An article to warm the hearts of cataloguers

From: James Weinheimer <j.weinheimer_at_nyob> Date: Mon, 7 Sep 2009 08:34:42 -0400 To: NGC4LIB_at_LISTSERV.ND.EDU

I wrote this on Autocat, and thought that readers of this list might be
interested as well. JW

Now that I have read the entire article
http://languagelog.ldc.upenn.edu/nll/?p=1701 and the indepth response from
Google http://languagelog.ldc.upenn.edu/nll/?p=1701#comment-41758, I must
say that I think (more probably, I *hope*) that this may be the beginning of
one of the most important discussions on cataloging and "metadata" today,
and perhaps of all time. The importance comes not so much from what they
say--which is rather elementary--but from the importance that the
non-library community places on these issues, and even more importantly,
this discussion is taking place not within the dusty pages of some forgotten
issue of a library journal or on a closed specialist listserv, but on an
open, important scholarly website (not a library website) and replied to by
the most important information company in the world. This could be a moment
for librarians, and especially catalogers (who are the experts in any case),
to take advantage of a soap box that may be temporary. But we can't be too
technical or overwhelming in our arguments.

Some observations:
1) it looks as if one of my predictions for the future is already outdated.
I had predicted that "all metadata" would be thrown together into a single
database somewhere resulting in a huge mess. According to the fellow from
Google, this has happened already since he mentions metadata they have taken
from Brazil, Armenia, Korea and a few other places. It is interesting that
no one anywhere discusses this in terms of "rules" or "standards" but as an
Armenian database, or a Brazilian database, instead of an "AACR2 database"
or "ISBD" or German or French or Italian rules, or whatever. Perhaps when
the discussion is being led by non-expert metadata creators, this should not
be surprising. (For the sake of clarification, in this discussion, there is
an expert metadata *user* (a professor) and an expert metadata *aggregator*
(the fellow from Google), but no expert metadata *creator*)

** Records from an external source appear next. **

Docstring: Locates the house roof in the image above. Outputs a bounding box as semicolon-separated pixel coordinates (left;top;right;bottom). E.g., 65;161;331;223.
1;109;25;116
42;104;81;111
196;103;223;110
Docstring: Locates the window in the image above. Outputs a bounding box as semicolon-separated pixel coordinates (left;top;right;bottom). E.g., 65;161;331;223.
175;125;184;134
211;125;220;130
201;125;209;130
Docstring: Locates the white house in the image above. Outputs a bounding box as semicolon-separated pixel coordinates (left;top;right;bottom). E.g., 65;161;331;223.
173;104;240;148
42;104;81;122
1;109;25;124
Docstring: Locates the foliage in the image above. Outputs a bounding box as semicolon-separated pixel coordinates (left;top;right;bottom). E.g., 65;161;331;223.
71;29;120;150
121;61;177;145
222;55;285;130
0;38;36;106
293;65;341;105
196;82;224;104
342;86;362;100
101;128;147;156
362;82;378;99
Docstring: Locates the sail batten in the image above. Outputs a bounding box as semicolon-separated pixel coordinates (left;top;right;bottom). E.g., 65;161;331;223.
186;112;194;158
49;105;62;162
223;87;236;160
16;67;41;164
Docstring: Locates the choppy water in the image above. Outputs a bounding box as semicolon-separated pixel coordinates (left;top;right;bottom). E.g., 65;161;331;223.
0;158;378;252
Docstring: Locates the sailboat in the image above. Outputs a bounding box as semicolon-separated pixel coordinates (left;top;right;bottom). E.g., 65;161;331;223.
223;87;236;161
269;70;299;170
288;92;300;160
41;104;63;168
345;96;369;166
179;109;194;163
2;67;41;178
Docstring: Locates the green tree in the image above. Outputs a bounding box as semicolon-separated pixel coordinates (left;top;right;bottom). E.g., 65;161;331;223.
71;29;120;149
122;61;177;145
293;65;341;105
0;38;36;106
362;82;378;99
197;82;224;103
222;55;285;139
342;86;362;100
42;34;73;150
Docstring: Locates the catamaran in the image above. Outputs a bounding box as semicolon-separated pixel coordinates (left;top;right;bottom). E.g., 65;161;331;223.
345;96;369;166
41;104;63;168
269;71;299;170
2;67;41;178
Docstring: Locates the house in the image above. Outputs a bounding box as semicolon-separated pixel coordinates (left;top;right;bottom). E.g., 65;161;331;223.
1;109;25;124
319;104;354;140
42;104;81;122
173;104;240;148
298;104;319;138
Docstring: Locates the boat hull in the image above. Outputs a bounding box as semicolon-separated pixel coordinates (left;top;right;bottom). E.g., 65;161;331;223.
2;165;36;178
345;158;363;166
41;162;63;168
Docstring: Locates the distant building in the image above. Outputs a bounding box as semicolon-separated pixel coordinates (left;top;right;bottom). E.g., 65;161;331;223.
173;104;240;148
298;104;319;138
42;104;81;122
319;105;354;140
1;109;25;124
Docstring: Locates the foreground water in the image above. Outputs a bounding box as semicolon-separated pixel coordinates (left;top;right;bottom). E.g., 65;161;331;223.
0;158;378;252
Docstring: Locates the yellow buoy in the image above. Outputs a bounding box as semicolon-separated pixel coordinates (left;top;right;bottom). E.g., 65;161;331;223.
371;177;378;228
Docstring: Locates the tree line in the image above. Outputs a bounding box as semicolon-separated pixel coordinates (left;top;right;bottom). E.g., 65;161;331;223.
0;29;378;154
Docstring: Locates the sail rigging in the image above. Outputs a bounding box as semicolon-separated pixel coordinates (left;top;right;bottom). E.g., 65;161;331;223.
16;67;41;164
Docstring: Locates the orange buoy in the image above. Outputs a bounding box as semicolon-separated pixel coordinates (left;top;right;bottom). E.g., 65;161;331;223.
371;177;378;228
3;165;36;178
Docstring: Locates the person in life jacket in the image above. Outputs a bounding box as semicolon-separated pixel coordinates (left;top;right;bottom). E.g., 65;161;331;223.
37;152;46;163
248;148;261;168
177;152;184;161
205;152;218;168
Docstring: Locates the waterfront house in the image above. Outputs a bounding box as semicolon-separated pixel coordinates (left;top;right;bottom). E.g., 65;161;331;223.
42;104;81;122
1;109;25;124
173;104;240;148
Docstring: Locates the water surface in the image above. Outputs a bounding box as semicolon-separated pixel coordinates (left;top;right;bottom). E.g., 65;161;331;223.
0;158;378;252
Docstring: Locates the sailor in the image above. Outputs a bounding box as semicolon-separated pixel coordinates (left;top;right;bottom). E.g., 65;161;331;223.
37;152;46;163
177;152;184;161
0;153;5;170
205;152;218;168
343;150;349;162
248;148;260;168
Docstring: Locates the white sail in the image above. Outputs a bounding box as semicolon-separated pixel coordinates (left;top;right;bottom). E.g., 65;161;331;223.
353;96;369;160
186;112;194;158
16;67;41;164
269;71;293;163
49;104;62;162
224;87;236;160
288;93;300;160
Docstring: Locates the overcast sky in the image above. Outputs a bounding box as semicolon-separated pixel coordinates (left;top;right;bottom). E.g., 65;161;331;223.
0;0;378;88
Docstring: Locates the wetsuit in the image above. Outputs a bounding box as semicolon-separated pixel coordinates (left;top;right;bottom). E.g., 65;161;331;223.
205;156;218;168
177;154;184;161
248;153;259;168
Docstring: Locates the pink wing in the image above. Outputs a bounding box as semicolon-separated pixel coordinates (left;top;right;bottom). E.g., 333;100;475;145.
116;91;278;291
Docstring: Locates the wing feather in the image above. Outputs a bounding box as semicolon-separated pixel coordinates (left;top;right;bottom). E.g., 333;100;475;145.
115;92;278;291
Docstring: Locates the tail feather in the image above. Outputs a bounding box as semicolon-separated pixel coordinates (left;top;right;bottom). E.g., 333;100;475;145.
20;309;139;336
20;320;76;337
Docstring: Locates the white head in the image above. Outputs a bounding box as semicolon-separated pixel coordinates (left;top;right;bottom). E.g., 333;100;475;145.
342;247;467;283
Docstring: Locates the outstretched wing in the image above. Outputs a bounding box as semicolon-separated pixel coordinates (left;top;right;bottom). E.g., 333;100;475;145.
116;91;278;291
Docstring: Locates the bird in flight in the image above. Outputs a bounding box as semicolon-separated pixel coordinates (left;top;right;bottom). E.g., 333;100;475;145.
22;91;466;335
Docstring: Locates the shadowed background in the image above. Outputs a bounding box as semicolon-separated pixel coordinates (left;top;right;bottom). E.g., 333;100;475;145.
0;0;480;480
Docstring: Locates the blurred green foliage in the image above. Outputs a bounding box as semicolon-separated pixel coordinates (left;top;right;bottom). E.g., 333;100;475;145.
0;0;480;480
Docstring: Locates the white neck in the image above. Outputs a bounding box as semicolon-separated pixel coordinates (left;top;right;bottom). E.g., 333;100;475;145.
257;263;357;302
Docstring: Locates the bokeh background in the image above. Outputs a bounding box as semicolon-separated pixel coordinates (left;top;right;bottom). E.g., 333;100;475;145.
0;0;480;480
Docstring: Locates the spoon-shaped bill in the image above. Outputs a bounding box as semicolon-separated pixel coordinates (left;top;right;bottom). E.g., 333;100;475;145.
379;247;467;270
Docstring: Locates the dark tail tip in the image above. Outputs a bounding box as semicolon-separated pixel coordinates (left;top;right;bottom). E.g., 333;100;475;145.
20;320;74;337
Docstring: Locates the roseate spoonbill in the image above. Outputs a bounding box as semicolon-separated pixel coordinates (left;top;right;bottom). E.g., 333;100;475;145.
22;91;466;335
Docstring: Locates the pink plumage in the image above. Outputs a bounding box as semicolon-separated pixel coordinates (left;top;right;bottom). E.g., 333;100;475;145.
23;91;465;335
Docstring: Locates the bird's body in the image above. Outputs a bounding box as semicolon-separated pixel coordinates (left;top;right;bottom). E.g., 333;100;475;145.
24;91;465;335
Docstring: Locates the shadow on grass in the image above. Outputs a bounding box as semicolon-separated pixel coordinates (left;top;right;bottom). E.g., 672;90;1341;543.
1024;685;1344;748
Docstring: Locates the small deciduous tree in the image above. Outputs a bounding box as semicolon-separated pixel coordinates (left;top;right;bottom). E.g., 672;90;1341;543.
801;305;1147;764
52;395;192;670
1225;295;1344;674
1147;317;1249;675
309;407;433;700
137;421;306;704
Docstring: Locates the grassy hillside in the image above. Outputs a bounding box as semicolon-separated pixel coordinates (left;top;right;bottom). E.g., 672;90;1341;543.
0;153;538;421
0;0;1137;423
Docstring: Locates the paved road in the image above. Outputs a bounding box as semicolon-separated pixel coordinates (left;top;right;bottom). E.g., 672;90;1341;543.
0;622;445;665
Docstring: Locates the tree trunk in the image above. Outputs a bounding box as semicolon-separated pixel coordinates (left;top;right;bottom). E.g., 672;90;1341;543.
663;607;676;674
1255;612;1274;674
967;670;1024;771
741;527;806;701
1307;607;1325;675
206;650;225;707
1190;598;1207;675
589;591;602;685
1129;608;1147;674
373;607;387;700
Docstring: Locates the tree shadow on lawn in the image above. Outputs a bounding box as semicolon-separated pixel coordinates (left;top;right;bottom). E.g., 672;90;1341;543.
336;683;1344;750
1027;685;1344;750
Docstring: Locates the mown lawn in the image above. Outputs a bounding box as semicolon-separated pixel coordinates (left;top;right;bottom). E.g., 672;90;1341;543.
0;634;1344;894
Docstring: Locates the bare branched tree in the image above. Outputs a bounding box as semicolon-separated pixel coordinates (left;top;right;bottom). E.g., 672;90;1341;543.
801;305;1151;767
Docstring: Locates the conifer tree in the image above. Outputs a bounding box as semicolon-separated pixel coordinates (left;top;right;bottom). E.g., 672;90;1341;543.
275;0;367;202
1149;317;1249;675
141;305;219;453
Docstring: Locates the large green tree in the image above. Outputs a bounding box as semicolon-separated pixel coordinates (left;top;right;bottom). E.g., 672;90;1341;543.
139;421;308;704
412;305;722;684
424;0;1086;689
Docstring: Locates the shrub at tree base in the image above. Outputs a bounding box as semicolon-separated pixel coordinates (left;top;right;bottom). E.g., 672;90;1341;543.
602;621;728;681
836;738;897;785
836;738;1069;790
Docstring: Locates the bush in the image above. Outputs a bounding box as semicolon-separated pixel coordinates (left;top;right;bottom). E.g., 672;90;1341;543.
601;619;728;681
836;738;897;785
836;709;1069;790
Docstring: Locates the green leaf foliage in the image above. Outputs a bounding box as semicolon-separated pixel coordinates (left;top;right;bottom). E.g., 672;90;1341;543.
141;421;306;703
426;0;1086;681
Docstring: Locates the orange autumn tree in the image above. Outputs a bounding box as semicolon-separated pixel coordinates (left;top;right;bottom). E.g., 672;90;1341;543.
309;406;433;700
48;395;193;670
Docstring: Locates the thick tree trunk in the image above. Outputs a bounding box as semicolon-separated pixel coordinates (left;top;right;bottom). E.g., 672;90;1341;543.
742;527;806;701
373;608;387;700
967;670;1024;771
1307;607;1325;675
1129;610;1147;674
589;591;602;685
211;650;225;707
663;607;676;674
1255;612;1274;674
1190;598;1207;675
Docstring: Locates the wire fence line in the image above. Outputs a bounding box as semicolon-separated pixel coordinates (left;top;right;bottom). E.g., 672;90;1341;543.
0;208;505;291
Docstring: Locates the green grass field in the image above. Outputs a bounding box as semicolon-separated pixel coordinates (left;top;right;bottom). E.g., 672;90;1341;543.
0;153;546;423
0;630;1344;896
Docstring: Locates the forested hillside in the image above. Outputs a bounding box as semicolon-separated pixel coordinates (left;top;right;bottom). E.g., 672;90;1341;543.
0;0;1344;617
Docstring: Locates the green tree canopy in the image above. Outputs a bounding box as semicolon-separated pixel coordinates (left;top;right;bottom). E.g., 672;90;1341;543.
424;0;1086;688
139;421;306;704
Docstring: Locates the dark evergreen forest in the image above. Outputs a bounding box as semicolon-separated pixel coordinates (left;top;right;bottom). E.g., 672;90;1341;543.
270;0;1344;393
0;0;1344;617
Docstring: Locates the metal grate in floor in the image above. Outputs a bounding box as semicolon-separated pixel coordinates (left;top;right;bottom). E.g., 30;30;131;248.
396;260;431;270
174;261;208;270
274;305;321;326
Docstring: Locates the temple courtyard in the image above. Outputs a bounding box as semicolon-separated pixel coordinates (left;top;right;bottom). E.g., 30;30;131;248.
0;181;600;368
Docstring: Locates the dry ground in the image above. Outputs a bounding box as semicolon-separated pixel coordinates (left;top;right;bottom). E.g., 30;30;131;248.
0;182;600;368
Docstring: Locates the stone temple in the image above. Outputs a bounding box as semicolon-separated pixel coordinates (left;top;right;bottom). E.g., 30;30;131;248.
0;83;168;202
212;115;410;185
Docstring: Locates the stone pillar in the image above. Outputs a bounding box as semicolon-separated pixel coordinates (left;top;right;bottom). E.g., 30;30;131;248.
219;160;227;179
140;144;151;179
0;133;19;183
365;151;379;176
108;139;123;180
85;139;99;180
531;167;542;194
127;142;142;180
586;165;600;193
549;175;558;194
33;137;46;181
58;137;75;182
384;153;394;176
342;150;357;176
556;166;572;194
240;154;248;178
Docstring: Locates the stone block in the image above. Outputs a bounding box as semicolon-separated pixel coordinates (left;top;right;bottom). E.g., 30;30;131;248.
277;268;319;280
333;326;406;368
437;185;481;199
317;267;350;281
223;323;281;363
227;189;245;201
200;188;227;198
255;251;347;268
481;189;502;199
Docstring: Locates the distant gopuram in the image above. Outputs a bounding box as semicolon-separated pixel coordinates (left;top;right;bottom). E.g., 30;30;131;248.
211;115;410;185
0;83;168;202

2) A lot of the errors that the Google fellow blamed on libraries make me
skeptical, to say the least. As one example, he mentions, "Geoff identifies
a topology text (I assume this is Curvature and Betti Numbers) as belonging
to Didactic Poetry; this beaut comes to us from an aggregator of library
catalogs. Perhaps the subject heading "Differential Geometry" was next to it
in an alphabetic list, and a cataloger chose wrong."

Sorry, but I can't buy that one. While catalogers certainly make lots of
mistakes, they make certain types of mistakes, and these types are quite
different from mistakes made by a computer. Unless this subject was assigned
by a human with no understanding of the English language (perhaps a
secretary in Korea who does not understand English), then this is, without a
doubt, a computer mistake.

3) The fellow from Google points out some other human mistakes that are
highly interesting and that we should consider at length. All of the
problems pointed out are rather elementary, but we know there are problems
in cataloging that are truly difficult. How are corporate bodies handled?
Uniform titles? Anonymous works? Pseudonyms?

4) Taken as a whole, it appears that the general public considers that
"metadata quality" is important, which is absolutely great and something
that we must capitalize upon. But the comments make it imperative that we
see the problems with metadata today not only in terms of our own
collections or our own communities, but how to make bibliographic metadata
in general interoperable and coherent among all metadata creators in all
communities on a world-wide scale. Google is forcing the issue.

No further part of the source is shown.